All detected commands were executed
Report follows the structured format exactly
Overall verdict correctly reflects individual results
Failed checks include error output summary

Rationalizations to Reject

These are common rationalizations that sound reasonable but lead to incorrect results. When you catch yourself thinking any of these, stop and follow the documented process instead.

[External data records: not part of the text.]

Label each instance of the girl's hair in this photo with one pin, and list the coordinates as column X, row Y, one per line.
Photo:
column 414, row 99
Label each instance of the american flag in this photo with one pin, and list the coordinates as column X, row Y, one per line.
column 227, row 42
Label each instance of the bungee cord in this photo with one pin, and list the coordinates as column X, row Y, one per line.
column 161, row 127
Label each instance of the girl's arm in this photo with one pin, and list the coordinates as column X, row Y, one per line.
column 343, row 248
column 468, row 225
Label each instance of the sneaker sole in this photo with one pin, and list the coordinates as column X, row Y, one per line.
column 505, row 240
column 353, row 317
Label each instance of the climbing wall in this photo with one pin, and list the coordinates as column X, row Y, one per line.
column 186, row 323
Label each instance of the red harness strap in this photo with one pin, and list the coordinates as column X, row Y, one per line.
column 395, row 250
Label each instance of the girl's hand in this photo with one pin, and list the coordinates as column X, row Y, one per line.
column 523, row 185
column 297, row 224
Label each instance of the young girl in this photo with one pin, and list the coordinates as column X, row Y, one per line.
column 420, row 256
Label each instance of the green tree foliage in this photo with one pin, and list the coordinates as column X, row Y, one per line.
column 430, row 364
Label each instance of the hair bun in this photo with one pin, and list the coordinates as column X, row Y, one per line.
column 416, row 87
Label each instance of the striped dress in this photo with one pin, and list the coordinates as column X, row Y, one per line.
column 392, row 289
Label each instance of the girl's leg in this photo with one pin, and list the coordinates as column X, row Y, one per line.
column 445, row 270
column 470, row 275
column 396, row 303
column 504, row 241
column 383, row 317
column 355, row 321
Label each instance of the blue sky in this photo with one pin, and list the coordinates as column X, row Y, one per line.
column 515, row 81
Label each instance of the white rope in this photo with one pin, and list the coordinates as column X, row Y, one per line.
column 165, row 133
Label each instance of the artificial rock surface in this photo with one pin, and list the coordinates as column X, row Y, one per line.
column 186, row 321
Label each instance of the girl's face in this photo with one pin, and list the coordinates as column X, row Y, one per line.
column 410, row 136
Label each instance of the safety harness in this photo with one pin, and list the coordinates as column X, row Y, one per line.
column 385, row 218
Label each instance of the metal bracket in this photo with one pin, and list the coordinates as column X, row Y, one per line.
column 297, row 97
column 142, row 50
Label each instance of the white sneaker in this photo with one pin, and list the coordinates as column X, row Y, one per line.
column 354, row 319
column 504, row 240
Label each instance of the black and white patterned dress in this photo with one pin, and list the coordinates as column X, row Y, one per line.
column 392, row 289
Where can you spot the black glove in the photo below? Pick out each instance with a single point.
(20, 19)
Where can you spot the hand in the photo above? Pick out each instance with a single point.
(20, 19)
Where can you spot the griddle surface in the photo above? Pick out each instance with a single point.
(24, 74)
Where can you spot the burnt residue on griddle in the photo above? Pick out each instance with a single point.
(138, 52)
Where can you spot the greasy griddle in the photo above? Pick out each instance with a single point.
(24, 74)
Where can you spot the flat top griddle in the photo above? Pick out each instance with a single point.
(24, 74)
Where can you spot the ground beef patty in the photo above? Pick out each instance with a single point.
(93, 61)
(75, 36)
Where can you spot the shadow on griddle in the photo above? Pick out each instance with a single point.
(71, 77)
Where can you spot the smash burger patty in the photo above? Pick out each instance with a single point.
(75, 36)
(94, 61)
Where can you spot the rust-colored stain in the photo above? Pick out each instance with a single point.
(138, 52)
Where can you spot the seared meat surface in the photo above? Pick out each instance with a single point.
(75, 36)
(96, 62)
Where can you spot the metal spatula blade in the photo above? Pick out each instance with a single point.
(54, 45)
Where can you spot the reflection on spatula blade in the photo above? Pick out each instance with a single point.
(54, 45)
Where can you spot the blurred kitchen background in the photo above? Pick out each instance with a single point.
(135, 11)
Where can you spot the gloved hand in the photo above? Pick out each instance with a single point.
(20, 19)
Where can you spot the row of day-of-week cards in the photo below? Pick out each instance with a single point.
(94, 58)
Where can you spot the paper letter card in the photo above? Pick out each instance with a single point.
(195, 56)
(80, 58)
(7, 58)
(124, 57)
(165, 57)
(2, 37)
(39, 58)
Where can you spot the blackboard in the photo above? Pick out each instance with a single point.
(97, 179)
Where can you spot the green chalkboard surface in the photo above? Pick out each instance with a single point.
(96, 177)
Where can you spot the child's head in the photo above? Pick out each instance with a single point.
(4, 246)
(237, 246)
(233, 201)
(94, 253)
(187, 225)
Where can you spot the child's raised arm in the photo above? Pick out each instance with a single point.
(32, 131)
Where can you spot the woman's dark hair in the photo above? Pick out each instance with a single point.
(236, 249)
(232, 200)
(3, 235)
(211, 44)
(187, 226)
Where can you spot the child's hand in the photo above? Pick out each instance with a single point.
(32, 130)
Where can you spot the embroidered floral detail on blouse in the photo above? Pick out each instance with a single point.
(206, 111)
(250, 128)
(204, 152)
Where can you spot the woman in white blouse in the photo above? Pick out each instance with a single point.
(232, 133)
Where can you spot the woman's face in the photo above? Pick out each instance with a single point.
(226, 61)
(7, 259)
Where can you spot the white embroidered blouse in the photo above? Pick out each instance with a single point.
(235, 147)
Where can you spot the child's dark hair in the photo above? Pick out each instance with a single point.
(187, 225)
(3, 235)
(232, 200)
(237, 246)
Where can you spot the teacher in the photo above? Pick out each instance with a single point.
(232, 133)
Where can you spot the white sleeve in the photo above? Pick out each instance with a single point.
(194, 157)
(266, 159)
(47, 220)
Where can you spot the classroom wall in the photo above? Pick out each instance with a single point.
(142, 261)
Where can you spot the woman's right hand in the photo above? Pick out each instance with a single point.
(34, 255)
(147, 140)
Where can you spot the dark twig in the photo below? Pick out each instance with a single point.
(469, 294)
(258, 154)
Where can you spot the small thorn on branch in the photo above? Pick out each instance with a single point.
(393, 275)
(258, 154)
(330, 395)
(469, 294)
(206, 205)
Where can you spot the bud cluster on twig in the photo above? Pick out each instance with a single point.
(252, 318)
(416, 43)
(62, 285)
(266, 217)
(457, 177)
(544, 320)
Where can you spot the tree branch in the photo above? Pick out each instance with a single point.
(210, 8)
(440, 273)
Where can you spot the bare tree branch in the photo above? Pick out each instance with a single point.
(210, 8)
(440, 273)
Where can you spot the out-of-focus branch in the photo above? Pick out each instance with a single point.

Rationalization	Why It Is Wrong
"The lint command is slow and the code looks clean, so I will skip it"	No skipping. If a command is detected, it runs. Period. There is no "looks clean" judgment call.
"The typecheck failed but it is just a missing type declaration, so I will interpret it as a pass"	The exit code is the only signal. No judgment calls. Exit code non-zero equals FAIL, always.
"I will fix the lint error I found and re-run, since it is a quick fix"	No file modifications. This skill is read-only plus command execution. Fixing errors is the responsibility of the skill that produced the code.

Examples

Example: Node.js Project

Verification: PASS
- Types: PASS (no errors)
- Lint: PASS (0 warnings)
- Tests: PASS (42/42)

Example: Failing Project

Verification: FAIL
- Types: FAIL (3 type errors in src/auth/login.ts)
- Lint: PASS
- Tests: NOT RUN

Gates

No judgment calls. The exit code is the only signal.
No skipping. If a command is detected, it runs. Period.
Fresh execution only. Do not cache results. Do not reuse previous runs. Execute the commands right now.
No file modifications. This skill is read-only (plus command execution). It must not change the codebase.

Escalation

Timeout: Each command has a 120-second timeout. If a command exceeds this, mark it as FAIL with reason "TIMEOUT".
No commands detected: If no typecheck, lint, or test commands can be detected, all three checks are SKIPPED and the overall result is PASS. Log a note that no verification commands were found.
Environment errors: If a command fails due to missing tooling (e.g.,
```
tsc
```
not installed), mark it as FAIL. Do not attempt to install the tooling.